If this entry makes me sound bitter, it’s because I am. But that doesn’t mean that I am anything less than thrilled for the people in my life who have found someone with whom they are willing and happy to spend the rest of their lives. Or attempt to anyway. I am especially happy for my sister whose level headed attitude mixed with pure joy will make both her wedding and marriage wonderful. Any mixed emotions I feel about it are the product of my own insecurities or lack of faith in an electorate.

I just ask that next time you bite into a piece of wedding cake, please be aware that under our current regime, the blissful union of love in the eyes of the law which you just witnessed is a privilege for some and will likely never be a right for all.

4 Comments:

  • At 3:27 PM, Anonymous Anonymous said…
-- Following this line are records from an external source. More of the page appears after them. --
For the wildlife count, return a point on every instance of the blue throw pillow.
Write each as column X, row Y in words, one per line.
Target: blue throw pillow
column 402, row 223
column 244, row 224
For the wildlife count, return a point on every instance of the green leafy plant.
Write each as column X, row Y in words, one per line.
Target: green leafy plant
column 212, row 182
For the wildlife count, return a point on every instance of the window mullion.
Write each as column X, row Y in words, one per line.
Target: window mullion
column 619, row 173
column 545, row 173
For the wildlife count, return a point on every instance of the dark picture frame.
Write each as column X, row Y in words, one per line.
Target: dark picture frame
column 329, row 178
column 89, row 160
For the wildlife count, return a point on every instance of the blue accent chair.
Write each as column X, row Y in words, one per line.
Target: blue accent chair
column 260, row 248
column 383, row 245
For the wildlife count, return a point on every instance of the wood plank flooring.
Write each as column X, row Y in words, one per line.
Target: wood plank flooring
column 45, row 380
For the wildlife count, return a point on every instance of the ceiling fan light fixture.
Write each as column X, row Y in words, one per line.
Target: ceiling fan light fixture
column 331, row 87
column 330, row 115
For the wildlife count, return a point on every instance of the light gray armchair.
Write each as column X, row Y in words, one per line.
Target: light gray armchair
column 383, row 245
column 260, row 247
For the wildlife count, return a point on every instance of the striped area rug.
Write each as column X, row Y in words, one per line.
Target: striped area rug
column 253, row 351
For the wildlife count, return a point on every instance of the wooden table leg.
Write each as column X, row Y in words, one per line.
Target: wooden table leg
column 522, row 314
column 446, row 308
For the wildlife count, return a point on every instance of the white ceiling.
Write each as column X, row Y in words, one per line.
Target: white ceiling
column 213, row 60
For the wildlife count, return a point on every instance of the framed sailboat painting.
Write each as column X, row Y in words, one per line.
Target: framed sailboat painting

    It's funny how marriage is easily given to anyone, and yet so many fuck it up and end up breaking the very meaningful union that they swore to remain faithful to.

    I agree with your sentiments. Keep a glimmer of hope that this country will become more understanding... and that the country will stop seeing its people as numbers and start seeing them as humans.

     
  • At 8:47 PM, Anonymous Anonymous said…

    Interesting thing:

    Just a couple months ago, two college friends of mine sent me an invitation to their gay wedding in Austin, TX. I don't think I've ever been happier to attend a wedding.

    It's the only wedding that I'll have attended where I wont feel just as you described.

    Hooray.

    Similarly, I have had more than one straight friend say that when they get married they will be handing out literature to their guests on the right to marry issue for gays and lesbians.

    Looks like you landed on the wrong side of the generational gap - eh, Old Timer?

    -Patrick

     
  • At 11:42 AM, Anonymous Anonymous said…

    I love you, ZRW, but marriage isn't all it's cracked up to be. I agree that marriage is a ahould be a right for everyone, then we can all be miserable together.

     
  • At 11:43 AM, Anonymous Anonymous said…

    Wait, I have to fix that! WOrking on this thesis is making me write eNgliSh bad. ?@#(*&@

    Umm...you see the mistake. Fix it in your head. There. All better.